Loeb de main de maître

Loeb de main de maître
Par AFP

Le 16/07/2005 à 12:15Mis à jour

Vainqueur de six spéciales sur dix, Sébastien Loeb (Citroën) a pris la tête du Rallye d'Argentine devant Petter Solberg (Nor/Subaru) lors de l'étape 1, vendredi. En compagnie de Marcus Gronholm (Fin/Peugeot), les trois pilotes ont creusés l'écart sur la 4

Sébastien Loeb (Citroën Xsara) occupait la tête du rallye d'Argentine, neuvième des seize épreuves du championnat du monde, à l'issue de la première journée, vendredi soir à Villa Carlos Paz.

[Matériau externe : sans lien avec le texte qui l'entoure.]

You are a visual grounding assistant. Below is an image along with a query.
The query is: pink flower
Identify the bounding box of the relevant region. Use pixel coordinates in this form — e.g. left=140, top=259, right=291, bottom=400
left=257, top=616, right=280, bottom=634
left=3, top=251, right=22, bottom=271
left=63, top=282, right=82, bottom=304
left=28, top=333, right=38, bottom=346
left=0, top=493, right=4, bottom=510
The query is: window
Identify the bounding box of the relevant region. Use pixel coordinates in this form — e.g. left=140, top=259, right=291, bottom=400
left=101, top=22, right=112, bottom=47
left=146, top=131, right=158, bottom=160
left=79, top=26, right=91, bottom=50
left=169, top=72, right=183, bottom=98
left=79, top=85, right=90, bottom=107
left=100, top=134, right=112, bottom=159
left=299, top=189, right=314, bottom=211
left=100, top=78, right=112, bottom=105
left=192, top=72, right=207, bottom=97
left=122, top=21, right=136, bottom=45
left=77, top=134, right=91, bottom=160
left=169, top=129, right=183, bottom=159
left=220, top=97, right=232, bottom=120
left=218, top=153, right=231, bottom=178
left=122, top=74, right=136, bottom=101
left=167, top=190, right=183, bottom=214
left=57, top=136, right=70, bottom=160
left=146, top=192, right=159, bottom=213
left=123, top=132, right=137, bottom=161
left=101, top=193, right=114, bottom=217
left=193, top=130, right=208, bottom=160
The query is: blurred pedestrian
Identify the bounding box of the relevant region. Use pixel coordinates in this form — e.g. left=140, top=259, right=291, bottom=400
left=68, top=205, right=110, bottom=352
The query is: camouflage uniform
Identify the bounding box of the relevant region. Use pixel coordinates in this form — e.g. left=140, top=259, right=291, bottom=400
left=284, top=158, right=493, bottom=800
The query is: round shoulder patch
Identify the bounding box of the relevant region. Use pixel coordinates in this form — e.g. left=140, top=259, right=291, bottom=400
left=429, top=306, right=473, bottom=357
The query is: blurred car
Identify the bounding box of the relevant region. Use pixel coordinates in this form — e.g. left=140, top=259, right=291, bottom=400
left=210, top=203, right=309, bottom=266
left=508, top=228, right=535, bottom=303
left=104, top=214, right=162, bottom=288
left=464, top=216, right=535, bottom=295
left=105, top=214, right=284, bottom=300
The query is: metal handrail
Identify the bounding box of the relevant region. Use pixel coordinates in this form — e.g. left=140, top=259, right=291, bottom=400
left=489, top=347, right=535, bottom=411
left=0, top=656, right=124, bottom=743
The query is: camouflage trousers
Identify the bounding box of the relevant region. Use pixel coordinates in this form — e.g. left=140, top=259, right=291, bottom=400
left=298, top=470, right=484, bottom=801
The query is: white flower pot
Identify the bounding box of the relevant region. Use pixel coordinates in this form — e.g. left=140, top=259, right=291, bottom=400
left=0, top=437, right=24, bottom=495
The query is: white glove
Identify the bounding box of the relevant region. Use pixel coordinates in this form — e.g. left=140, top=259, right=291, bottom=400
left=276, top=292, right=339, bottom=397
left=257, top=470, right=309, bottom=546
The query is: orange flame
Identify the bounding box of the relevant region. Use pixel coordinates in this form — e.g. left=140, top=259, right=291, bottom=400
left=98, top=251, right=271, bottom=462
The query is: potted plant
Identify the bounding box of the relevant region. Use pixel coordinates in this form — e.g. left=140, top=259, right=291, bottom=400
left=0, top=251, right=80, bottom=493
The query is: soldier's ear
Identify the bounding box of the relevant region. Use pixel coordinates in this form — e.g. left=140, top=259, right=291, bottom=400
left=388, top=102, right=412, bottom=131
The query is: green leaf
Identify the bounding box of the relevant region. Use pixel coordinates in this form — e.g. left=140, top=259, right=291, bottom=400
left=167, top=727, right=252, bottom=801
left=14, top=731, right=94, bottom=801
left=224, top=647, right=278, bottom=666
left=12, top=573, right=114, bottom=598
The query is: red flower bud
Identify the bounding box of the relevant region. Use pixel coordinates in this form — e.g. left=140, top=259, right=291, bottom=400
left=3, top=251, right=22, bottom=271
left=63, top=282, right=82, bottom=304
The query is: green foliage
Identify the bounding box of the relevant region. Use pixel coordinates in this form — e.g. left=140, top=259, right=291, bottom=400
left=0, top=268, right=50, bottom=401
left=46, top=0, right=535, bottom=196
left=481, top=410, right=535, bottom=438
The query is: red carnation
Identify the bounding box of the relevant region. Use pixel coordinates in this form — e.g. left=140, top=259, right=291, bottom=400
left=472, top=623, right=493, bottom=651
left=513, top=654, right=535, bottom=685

L'hiver argentin, qui jusqu'à jeudi matin semblait ne pas vouloir s'installer sur la région de Villa Carlos Paz, avait soudainement fait son apparition dès le début de l'épreuve, les deux super-spéciales du soir. Chute brutale des températures, précipitations, la neige faisait même son apparition sur les hauteurs de La Cumbre, un sol blanc étant ainsi possible sur certaines spéciales de samedi et dimanche.

Une vache de l'ES7

Dans la spirale du succès, sur sa lancée de cinq victoires consécutives, rien ne semblait pouvoir arrêter le champion du monde en titre. Auteur de trois temps scratches sur les quatre de la matinée (ES4, ES5 et ES6), Loeb avait retrouvé sa place, la première, délogeant Solberg qui avait pris les devants la veille au soir sur le tourniquet d'un site "pro-racing" pris d'assaut par des dizaines de milliers de spectateurs.

El campéon

"Ca va vite, très vite", reconnaissait le Norvégien à l'arrivée au parc d'assistance. "C'est chaud ! Depuis ce matin, c'est l'attaque maxi, renchérissait Loeb. Des frayeurs ? De temps en temps, ça passe très près des rochers". Et puis plus tard, cette vache... "Le bilan est plutôt positif, reprenait le Français. Comme on pouvait le craindre sur ce type de terrain, les Pirelli sont très bien aussi et on fait jeu égal. Pour l'instant tout va bien".

L'après-midi, Loeb enfonçait le clou, démoralisait un peu plus ses adversaires. Après un scratch de Gronholm (ES7), dans cette spéciale où la Xsara avait rencontré une vache sur son chemin, le Français monopolisait tous les meilleurs temps, creusait un peu plus l'écart sur Solberg et le Finlandais de Peugeot, tous deux impuissants face à l'insolente domination du "campéon".